Let’s look at an example of .xlsx

_rels–.rels

xl–workbook.xml

xl–_rels–workbook.xml.rels

xl–worksheets–sheet1.xml

.rels is resposible for defining the relationships between contents. Act like glue to put those .xml together into a document. If you have a workbook.xml which reference to some worksheet .xml, then you will have a workbook.xml.rels to define that. Styles, Charts, Drawings, etc all works in the same way.

So, let’s start generating a .xlsx document. First step, I assume you are using some version of visual studio, I use VS 2008. Add two reference to you project. WindowsBase from .NET framework 3.0 and DocumentFormat.OpenXml from the Open XML SDK. It is because the Open XML SDK is base on DocumentFormat.OpenXml.Packaging which is in .NET framework 3.0.

Next Step, create your document package. Add the appropriate using statements, for example: 

using DocumentFormat.OpenXml.Packaging;
using DocumentFormat.OpenXml;
using DocumentFormat.OpenXml.Spreadsheet;

Create a memory stream for the package and add a workbook to it.

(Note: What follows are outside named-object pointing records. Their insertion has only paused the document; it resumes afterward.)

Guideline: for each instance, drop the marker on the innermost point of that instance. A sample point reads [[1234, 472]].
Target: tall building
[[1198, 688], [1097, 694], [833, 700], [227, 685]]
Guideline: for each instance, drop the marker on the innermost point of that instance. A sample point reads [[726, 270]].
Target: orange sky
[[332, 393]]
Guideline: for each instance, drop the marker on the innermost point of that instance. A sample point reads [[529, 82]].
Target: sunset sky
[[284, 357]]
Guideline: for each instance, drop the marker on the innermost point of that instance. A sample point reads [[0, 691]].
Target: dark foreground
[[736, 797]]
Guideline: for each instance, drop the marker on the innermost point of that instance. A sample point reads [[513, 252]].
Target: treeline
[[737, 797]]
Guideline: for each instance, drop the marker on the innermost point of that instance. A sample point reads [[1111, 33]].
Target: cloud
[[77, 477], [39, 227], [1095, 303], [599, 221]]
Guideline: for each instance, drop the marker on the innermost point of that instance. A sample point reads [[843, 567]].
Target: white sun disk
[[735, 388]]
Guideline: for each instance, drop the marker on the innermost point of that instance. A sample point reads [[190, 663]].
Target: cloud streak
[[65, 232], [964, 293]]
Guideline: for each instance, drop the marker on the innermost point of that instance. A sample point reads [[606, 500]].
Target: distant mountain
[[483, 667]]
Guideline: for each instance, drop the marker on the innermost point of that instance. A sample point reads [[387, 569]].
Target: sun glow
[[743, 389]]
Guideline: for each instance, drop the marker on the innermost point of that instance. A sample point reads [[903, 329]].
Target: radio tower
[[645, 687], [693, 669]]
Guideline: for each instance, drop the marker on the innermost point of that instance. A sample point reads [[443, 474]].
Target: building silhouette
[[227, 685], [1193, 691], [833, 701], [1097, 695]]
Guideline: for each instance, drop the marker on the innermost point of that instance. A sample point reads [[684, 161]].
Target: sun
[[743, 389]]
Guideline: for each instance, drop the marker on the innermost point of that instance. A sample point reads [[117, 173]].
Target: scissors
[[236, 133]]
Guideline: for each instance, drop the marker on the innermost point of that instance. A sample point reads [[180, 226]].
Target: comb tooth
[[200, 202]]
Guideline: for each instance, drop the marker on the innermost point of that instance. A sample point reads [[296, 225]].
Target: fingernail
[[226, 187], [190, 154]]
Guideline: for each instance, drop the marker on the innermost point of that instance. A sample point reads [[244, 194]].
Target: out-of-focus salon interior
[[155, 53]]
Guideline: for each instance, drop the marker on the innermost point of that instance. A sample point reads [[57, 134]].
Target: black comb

//create a package in memory
MemoryStream l_memStrm = new MemoryStream(512);
Package l_memPack = Package.Open(l_memStrm , FileMode.Create, FileAccess.ReadWrite);
SpreadsheetDocument l_package = SpreadsheetDocument.Create(l_memPack, SpreadsheetDocumentType.Workbook);
var workbookPart = l_package.AddWorkbookPart();
GenerateWorkbookPart().Save(workbookPart);

GenerateWorkbookPart() is a method that generate a workbookpart element. I get this from DocumentReflector and then remove unnecessary code. You can use mine if you want.

private static Workbook GenerateWorkbookPart()
{
var element =
new Workbook(   //root element workbook
new FileVersion() { ApplicationName = "xl", LastEdited = "4", LowestEdited = "4", BuildVersion = "4505" },   // fileversion, first child under workbook
new WorkbookProperties() { FilterPrivacy = true, DefaultThemeVersion = (UInt32Value)124226U },   //workbookpr, child under workbook
new BookViews(
new WorkbookView() { XWindow = 0, YWindow = 15, WindowWidth = (UInt32Value)19200U, WindowHeight = (UInt32Value)11865U }), //workbookview, child under bookviews
new Sheets(   //sheets, child under workbook, must have
), //sheet, child under sheets, must have
new CalculationProperties() { CalculationId = (UInt32Value)125725U });  //calcpr, the calculator engine version number, use to avoid implicit prompt for "save changes"
return element;
}

my comment pretty much explain the line of code. In part 2, I am going to add worksheet to make the spreadsheet complete and add data to it. see ya.